مرکز منطقه ای اطلاع رساني علوم و فناوري - Some statistical issues related to multiple linear regression modeling of beach bacteria concentrations

Abstract :

As a fast and effective technique, the multiple linear regression (MLR) method has been widely used in modeling and prediction of beach bacteria concentrations. Among previous works on this subject, however, several issues were insufficiently or inconsistently addressed. Those issues include the value and use of interaction terms, the serial correlation, the criteria for model selection, and model assessment. The present work shows that serial correlations, as often present in sequentially observed data records, deserve full attention from the modeler. The testing and adjustment for the time-series effect should be implemented in a statistically rigorous framework. The R2 and Cp-statistic as joint criteria are recommended for the model selection process, while using the t-statistics associated with the full model is erroneous. During model selection, using interaction terms can often help to decrease the bias in reduced models, although the resulting improvement in the numerical performance may be limited.
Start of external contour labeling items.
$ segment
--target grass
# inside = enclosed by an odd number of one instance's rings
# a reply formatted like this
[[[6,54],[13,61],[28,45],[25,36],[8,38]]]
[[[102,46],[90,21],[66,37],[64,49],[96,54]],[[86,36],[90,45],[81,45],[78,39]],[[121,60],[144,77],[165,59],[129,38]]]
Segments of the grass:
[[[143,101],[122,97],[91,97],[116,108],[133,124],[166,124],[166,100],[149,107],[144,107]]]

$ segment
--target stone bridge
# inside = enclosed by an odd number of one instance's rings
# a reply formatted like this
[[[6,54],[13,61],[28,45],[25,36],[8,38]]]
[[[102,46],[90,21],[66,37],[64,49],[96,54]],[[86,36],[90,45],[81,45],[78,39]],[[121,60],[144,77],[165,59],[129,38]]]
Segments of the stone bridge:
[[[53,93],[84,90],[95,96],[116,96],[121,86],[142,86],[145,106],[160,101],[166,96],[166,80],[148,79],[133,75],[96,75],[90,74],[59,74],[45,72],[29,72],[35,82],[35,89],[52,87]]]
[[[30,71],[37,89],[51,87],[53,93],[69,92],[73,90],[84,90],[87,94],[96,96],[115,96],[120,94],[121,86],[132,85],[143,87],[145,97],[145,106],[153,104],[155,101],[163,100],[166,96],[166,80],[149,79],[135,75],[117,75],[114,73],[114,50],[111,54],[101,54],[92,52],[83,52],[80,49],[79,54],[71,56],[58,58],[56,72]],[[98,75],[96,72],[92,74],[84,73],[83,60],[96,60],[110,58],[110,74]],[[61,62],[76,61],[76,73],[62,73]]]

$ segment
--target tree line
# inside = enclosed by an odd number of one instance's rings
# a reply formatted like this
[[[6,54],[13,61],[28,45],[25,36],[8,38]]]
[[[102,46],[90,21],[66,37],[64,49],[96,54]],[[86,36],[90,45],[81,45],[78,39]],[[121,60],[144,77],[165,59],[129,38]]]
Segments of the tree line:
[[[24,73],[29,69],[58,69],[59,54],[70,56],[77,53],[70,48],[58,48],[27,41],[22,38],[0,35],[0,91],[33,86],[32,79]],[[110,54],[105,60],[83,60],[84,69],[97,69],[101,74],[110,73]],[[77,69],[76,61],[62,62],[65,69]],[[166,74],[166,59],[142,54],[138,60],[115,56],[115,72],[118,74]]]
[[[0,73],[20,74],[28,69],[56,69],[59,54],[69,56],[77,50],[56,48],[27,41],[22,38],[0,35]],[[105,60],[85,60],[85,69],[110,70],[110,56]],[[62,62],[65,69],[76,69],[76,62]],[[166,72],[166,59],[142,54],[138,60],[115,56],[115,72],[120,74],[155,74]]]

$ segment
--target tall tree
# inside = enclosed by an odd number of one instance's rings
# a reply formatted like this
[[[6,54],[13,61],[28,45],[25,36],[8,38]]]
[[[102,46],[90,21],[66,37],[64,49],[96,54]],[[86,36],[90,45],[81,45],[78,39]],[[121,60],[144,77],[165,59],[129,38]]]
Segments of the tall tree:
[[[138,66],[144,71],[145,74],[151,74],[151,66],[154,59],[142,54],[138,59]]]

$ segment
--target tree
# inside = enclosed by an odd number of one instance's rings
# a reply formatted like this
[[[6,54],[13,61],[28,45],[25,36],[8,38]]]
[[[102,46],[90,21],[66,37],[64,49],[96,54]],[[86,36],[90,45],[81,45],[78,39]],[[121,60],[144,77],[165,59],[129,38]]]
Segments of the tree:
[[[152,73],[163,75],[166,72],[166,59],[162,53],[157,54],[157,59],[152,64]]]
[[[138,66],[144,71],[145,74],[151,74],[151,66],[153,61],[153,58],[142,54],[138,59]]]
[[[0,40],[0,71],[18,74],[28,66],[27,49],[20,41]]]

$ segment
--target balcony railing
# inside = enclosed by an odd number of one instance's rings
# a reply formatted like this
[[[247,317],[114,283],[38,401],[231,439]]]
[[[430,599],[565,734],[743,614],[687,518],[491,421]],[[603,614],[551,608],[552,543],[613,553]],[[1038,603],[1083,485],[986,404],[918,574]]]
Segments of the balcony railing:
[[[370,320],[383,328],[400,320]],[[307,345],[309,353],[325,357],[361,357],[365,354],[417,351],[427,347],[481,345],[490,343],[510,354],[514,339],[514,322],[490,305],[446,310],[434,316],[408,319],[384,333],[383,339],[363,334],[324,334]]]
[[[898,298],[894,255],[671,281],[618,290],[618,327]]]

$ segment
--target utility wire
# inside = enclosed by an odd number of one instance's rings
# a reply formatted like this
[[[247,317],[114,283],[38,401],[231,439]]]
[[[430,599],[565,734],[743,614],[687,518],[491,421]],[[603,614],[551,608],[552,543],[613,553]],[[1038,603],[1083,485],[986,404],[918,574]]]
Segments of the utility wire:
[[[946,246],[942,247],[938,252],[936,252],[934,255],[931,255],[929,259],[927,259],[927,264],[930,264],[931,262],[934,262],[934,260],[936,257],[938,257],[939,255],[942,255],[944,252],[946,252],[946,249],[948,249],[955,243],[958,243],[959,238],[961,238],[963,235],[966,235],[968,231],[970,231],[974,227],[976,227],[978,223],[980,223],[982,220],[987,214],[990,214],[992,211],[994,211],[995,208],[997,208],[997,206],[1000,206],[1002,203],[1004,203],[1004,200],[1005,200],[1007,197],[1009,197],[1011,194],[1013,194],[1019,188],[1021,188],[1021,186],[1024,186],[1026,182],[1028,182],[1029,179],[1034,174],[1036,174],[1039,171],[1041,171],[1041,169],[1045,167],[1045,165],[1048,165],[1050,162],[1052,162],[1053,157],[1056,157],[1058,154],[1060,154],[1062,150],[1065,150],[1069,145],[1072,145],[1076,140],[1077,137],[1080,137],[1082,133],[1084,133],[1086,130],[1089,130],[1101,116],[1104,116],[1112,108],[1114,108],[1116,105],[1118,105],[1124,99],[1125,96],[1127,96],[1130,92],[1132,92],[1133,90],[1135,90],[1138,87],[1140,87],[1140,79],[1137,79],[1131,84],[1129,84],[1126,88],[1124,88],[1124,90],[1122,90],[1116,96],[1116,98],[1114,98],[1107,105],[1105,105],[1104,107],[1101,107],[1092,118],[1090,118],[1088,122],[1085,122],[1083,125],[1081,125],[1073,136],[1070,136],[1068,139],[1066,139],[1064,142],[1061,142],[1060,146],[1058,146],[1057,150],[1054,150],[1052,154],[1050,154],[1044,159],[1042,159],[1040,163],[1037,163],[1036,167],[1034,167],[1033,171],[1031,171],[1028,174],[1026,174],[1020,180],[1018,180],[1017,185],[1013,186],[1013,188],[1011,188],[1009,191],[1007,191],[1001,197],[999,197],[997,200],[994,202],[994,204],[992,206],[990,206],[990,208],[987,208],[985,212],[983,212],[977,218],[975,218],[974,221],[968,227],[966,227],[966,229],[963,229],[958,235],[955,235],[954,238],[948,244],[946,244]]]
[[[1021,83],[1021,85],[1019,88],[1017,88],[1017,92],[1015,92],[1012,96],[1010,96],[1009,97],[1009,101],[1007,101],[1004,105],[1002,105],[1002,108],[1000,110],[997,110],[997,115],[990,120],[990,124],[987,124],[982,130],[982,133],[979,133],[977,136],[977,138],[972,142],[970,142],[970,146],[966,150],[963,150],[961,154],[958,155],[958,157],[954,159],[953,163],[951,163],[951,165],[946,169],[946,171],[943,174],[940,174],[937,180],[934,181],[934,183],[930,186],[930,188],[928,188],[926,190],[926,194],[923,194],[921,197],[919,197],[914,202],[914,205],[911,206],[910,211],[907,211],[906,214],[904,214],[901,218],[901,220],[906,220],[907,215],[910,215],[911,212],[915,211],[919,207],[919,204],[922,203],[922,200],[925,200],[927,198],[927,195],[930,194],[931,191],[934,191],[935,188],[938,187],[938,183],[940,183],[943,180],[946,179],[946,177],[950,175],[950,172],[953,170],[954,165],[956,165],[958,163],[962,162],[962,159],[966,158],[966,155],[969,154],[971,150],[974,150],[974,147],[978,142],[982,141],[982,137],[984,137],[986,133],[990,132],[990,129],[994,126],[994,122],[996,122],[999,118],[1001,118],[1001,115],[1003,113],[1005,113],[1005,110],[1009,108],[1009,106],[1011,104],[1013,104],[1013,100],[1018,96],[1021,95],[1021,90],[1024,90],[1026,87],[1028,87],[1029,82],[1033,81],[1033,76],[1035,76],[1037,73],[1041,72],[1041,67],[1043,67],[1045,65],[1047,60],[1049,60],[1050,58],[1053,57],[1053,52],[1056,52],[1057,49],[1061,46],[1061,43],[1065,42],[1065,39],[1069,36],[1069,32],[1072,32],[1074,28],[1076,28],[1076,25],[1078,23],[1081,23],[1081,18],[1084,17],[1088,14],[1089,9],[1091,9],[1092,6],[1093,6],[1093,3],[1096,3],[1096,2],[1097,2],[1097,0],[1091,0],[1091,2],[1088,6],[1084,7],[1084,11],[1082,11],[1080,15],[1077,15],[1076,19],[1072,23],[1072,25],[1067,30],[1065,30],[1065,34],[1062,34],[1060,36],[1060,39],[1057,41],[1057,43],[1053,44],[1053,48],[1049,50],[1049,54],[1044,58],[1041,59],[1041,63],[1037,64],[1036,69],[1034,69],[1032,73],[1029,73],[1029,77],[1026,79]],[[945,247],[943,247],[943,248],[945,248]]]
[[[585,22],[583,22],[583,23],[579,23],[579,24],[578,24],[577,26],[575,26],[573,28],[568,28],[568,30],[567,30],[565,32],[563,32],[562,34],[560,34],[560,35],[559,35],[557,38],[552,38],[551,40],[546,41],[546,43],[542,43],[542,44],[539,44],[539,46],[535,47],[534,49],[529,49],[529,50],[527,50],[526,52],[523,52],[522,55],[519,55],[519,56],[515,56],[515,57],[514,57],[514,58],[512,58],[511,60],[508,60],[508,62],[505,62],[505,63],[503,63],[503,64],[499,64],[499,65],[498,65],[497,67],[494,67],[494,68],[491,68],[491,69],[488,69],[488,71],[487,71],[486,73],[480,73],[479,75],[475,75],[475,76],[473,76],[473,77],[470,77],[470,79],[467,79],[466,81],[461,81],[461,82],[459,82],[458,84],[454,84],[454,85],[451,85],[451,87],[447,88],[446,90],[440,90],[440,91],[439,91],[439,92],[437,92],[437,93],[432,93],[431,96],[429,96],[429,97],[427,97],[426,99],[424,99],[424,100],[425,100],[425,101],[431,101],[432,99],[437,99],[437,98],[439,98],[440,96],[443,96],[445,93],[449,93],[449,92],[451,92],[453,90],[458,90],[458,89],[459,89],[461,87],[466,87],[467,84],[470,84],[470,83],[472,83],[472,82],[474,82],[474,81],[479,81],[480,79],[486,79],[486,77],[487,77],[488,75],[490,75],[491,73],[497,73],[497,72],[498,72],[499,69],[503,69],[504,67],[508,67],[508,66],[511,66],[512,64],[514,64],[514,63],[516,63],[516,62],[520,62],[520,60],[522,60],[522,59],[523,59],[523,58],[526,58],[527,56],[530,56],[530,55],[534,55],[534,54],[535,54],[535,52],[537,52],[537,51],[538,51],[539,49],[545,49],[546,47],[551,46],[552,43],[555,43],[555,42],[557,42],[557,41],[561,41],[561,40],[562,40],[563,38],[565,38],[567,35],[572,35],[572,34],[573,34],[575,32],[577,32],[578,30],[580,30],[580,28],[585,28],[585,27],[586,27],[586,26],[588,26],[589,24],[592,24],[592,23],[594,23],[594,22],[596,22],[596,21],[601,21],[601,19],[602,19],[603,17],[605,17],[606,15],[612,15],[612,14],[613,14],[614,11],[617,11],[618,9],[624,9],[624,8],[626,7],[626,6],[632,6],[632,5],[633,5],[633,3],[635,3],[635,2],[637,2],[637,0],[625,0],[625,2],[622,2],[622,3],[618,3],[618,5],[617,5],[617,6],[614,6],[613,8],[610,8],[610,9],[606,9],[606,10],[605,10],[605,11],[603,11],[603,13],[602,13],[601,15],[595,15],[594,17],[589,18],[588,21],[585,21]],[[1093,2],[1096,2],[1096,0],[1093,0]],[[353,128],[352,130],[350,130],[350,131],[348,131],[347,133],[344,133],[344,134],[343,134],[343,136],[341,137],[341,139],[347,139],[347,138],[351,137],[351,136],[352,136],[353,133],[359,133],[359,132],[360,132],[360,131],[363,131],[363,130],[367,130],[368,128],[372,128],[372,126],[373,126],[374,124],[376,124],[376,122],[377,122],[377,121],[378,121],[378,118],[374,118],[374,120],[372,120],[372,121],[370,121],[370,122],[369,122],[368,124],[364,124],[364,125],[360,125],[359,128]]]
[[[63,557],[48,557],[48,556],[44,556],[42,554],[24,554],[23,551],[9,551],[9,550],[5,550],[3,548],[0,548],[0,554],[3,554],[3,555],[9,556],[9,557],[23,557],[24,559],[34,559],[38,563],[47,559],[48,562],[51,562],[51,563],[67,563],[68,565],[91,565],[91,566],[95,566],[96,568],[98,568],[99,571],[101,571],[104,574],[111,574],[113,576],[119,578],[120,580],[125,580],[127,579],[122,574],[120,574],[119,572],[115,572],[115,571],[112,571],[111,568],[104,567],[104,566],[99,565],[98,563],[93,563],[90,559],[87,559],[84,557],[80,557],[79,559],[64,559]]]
For the assessment of the model predictive capacity, which is different from testing the goodness of fit, a comprehensive set of statistics are advocated to allow for an objective evaluation of different models. Results obtained from the data at Huntington Beach, OH, show that erroneous conclusions could be drawn if only the model R2 and the count of type I and type II errors are considered. In this sense, several previous works deserve further investigation.